10. Dezember 2023
Die Presseschau

Die Zeitungen beschäftigen sich mit dem aufkommenden Populismus im Westen und mit der Lage in der Ukraine. Im Mittelpunkt steht zunächst jedoch die Rede von Bundeskanzler Scholz auf dem SPD-Parteitag in Berlin.

Bundeskanzler Olaf Scholz auf dem SPD-Parteitag in Berlin
Viele Kommentare beschäftigen sich mit der Rede von Bundeskanzler Scholz auf dem SPD-Parteitag in Berlin. (picture alliance / dpa / Bernd von Jutrczenka)

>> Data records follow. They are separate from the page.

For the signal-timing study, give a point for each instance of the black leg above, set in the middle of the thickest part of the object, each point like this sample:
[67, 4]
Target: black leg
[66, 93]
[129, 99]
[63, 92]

Die LÜBECKER NACHRICHTEN vermerken: "Kraft und Zuversicht statt Depression – damit begeistert Bundeskanzler Olaf Scholz auf dem SPD-Bundesparteitag die Delegierten. Er flicht sogar ein seltenes Machtwort ein. Nun muss er diesen Schwung noch in die Koalition und ins Land tragen. Olaf Scholz hat eine bemerkenswerte Gabe: In bescheidenen Lagen den Eindruck der Gelassenheit erwecken, als lasse sich alles schon hinkriegen, als seien die anderen das Problem und er selbst Herr der wenn auch verzwickten Lage. Der Zuspruch zur Scholz’schen Politik laut Umfragen: ein Minusrekord. Kein offenkundiger Grund also für Optimismus – also eigentlich –, sondern eher für eine tiefe Depression. Aber nun auch noch eine depressive Rede des Kanzlers auf dem Bundesparteitag, das wäre da wohl das Letzte gewesen, was die SPD gebraucht hätte", schlussfolgern die LÜBECKER NACHRICHTEN.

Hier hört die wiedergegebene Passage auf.